The million-dollar matter has resulted in sanctions that include police being unable to use radar to track speeders.

Updated 5:45 p.m., Sept. 26, 2011

The lengthy Service Delivery Strategy dispute between Gwinnett County and the cities in the Gwinnett Municipal Association has been resolved, apparently in favor of the cities. The GwMA is reviewing the judge's 58-page ruling that was issued Friday, Sept. 23, and will release details later.

However, an initial review of Judge David Barrett's order appears to favor the cities, saying that the county can't tax residents whose cities decide not to accept and jointly fund an SDS service.

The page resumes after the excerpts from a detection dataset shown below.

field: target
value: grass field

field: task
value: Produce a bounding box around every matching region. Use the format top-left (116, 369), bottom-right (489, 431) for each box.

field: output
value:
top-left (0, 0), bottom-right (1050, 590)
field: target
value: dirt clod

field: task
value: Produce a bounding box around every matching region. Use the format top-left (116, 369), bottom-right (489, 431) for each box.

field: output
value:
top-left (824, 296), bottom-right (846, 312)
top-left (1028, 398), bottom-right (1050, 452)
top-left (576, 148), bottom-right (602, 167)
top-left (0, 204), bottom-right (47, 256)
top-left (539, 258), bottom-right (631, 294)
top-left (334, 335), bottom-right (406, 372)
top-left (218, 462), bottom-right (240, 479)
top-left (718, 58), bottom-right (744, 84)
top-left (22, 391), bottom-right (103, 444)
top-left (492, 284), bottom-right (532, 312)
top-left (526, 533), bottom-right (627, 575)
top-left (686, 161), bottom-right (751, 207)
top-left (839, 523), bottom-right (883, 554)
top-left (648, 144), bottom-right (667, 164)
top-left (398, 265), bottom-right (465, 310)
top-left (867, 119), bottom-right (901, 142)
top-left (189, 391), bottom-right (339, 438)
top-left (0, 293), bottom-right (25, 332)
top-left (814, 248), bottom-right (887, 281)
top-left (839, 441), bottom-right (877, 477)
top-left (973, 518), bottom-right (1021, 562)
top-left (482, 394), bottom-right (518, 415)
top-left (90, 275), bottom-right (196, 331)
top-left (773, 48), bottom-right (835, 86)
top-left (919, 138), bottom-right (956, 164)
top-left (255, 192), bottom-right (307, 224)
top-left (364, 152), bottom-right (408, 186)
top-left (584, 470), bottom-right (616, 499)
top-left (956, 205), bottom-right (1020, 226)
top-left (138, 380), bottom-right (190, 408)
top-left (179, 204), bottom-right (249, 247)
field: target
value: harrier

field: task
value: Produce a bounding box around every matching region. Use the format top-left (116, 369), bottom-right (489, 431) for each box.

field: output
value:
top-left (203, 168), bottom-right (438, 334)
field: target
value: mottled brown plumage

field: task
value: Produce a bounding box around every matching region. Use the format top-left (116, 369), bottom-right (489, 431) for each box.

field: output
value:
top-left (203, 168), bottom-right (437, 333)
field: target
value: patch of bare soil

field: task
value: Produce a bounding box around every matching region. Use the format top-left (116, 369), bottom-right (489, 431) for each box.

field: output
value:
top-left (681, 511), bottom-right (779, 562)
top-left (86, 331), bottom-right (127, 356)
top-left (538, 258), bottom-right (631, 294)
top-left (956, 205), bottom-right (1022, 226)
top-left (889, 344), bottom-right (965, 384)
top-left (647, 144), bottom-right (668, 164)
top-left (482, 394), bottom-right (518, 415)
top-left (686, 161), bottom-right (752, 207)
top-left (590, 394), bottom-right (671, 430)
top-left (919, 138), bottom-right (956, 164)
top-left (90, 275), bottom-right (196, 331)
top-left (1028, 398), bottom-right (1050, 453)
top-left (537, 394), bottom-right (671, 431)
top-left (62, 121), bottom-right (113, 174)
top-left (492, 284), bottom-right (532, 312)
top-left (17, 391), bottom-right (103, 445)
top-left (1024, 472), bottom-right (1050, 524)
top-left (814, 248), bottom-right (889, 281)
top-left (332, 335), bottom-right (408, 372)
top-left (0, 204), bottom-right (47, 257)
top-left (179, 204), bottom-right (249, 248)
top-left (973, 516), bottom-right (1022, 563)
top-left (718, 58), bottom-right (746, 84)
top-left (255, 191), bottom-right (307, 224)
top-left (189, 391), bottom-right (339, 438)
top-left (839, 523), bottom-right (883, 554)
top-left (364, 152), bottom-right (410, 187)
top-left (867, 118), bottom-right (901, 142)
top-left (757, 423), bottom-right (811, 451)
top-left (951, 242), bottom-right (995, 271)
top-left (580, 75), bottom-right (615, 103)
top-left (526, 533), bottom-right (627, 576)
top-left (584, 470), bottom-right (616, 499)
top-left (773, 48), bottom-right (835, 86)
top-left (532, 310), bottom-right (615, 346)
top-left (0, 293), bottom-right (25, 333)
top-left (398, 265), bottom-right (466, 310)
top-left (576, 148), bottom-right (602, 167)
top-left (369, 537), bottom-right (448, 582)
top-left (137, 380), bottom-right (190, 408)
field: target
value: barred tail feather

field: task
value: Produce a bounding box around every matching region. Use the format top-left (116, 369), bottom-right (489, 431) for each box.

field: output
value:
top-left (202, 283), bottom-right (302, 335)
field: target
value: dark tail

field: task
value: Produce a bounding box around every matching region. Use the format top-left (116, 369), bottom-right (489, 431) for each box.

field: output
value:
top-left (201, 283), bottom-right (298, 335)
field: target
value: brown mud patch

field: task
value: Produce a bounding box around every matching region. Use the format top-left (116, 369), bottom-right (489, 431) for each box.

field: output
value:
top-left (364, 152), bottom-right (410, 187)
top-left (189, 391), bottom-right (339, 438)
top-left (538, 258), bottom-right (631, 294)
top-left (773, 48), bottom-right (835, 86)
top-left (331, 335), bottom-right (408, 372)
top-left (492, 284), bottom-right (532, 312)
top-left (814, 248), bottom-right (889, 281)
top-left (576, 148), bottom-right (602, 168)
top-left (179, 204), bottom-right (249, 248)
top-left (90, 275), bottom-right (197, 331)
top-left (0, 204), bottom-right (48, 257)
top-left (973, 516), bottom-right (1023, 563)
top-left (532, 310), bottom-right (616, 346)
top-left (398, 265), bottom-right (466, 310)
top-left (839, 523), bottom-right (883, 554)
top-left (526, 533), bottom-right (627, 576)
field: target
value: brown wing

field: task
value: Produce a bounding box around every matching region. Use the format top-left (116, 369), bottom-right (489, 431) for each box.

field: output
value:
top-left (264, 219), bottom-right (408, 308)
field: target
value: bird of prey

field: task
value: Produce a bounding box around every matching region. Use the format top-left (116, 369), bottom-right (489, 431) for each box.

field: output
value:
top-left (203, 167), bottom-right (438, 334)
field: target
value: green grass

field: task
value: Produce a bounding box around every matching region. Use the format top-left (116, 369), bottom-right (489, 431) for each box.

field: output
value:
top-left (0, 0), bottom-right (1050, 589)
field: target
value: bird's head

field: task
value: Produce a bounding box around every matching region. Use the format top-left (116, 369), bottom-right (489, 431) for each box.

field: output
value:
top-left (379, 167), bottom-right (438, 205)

"The County is without authority to levy taxes, assessments or fees on municipal residents, individuals, or property owners whose municipality decides not to accept and jointly-fund a SDS Service," Barrett's order read.

Also, the judge appears to favor the cities with regard to police service and the funding for such:

"The County is not authorized to provide Police Services or levy or impose a tax, assessment or fee for Police Services within any City or seek any remuneration from any City absent a written agreement for the provision of Police Services," the judge's order read.

GwMA President Linda Blechinger, also the mayor of Auburn, issued the following statement Monday: 

“Today we received Judge David Barrett’s Final Order regarding the Service Delivery Strategy (SDS) dispute between 14 cities and Gwinnett County.  SDS is a state law that requires cities and counties to determine the local government that will provide certain public services and how those services are funded. The order follows the August, 2010 hearing that was held in Superior Court of Gwinnett County.  Prior to the hearing, the cities and Gwinnett County had attempted to resolve the dispute worked through court-ordered mediation and multiple negotiation sessions that began in 2007.

"The cities are now reviewing the order and its impact on the taxpayers of the municipal and unincorporated areas of the county. We intend to provide additional comments after that review. Some aspects of the order appear to have been dealt with through direct negotiations with the county officials that resumed in June, 2011.  Other provisions, including the order’s implementation schedule, will need further analysis.

The cities intend to continue meeting with county officials to resolve the previously identified issues and explore options to conclude this matter as soon as possible. Our objective is to finally resolve the disputed SDS tax equity issues in a manner that complies with the law, the orders and resolves the issues for all Gwinnett County taxpayers.”

Gwinnett Commission Chairman Charlotte Nash issued the following statement Monday: “This is a complex case and the order is lengthy. We’ll carefully review the judge’s ruling to fully gauge its impact on all the taxpayers in Gwinnett County.”

The matter dates to 2009, when the county sued the GwMA; the matter concerns cities' costs to the county for services they provide themselves, such as police. The disputed amount has been estimated at $14 million.

One notable sanction resulting from the case is that since Jan. 1, 2011, police agencies in several cities as well as the Gwinnett County Police have been unable to use radar to track speeders.